The president’s directives came barely four days after an Abuja Division of the Federal High Court preceded over by Justice Taiwo Taiwo, ruled that bandit groups constituted acts of terrorism in the country and should be treated as same by the government.
These directives were disclosed by the Attorney-General and Minister of Justice, Abubakar Malami, on Wednesday while responding to questions on a popular television show, and said: “that is why we approached the court to seek legal backing on this”.
Malami noted that the court judgement would be gazetted soon, noting, pending that time, the military has been directed to treat bandits in the appropriate manner they understand.
“And in order not to violate any fundamental human right, the government approached a court to get a judgement and was granted.
“The judgement will be gazette soon but while we wait for that, the military has been directed to treat anyone found holding arms illegally as bandits”, the Minister of justice added
Earlier, the verdict strengthens the call on the federal government to declare bandits ravaging the North-western and the North-central regions as terrorists.
The bandits have been vicious in kidnapping and killing their captives across Zamfara, Katsina, Kaduna, Benue and Sokoto states.

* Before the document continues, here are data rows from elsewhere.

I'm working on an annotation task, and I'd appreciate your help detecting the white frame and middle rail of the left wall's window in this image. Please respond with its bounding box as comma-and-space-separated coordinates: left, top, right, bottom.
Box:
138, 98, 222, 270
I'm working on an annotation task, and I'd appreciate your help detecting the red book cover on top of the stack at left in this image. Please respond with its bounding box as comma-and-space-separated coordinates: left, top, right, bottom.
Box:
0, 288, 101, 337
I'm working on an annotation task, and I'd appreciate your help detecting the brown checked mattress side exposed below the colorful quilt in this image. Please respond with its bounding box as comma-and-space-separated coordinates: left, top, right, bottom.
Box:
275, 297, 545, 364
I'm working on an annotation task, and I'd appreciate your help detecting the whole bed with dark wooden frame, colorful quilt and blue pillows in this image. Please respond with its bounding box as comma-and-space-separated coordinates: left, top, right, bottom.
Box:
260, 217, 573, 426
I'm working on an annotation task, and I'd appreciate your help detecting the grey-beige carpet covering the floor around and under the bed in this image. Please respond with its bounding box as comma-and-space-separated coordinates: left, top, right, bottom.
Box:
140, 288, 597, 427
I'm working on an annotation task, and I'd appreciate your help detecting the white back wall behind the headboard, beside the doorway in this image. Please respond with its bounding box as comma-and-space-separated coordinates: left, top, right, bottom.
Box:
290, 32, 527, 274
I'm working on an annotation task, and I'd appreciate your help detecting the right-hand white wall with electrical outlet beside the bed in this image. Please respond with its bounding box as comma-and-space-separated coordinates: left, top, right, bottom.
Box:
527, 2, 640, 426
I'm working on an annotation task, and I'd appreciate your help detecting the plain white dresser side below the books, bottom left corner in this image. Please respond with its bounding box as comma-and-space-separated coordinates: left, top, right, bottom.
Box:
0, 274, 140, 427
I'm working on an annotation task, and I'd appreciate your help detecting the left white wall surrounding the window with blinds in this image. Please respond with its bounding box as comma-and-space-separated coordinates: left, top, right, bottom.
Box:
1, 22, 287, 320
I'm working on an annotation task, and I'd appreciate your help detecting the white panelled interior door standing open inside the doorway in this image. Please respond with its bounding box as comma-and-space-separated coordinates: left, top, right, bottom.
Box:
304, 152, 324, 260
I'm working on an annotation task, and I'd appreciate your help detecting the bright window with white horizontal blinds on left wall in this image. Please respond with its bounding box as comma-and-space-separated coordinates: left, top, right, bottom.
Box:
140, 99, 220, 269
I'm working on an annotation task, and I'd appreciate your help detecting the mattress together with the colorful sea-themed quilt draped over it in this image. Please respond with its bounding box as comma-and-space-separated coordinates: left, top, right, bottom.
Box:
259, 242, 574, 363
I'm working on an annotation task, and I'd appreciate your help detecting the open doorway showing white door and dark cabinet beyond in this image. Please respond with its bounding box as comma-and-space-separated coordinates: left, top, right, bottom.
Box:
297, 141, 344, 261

In his ruling, the judge, Taiwo Taiwo, specifically held that the activities of Yan Bindiga and Yan Ta’adda bandit groups constitute acts of terrorism.
According to court documents, the federal government based its decision on security reports, which confirmed that the bandits were responsible for the “killings, abductions, rapes, kidnappings,” in northern Nigeria.
The government further blamed the group for the growing cases of “banditry, incessant kidnappings for ransom, kidnapping for marriage, mass abductions of school children and other citizens, cattle rustling, enslavement, imprisonment, severe deprivation of physical liberty, torture, rape, sexual slavery, enforced prostitution, forced pregnancy, other forms of sexual violence, attacks and killings in communities and on commuters and wanton destruction of lives and properties in Nigeria, particularly in the North-west and North-central states in Nigeria being carried out by Yan Bindiga and Yan Ta’adda groups and other groups associated with or engaged in the same or similar activities as Yan Bindiga and Yan Ta’adda groups in Nigeria.”
“The activities of Yan Bindiga and Yan Ta’adda groups and other similar groups constitute acts of terrorism that can lead to a breakdown of public order and safety and is a threat to national security and the corporate existence of Nigeria,” the government said.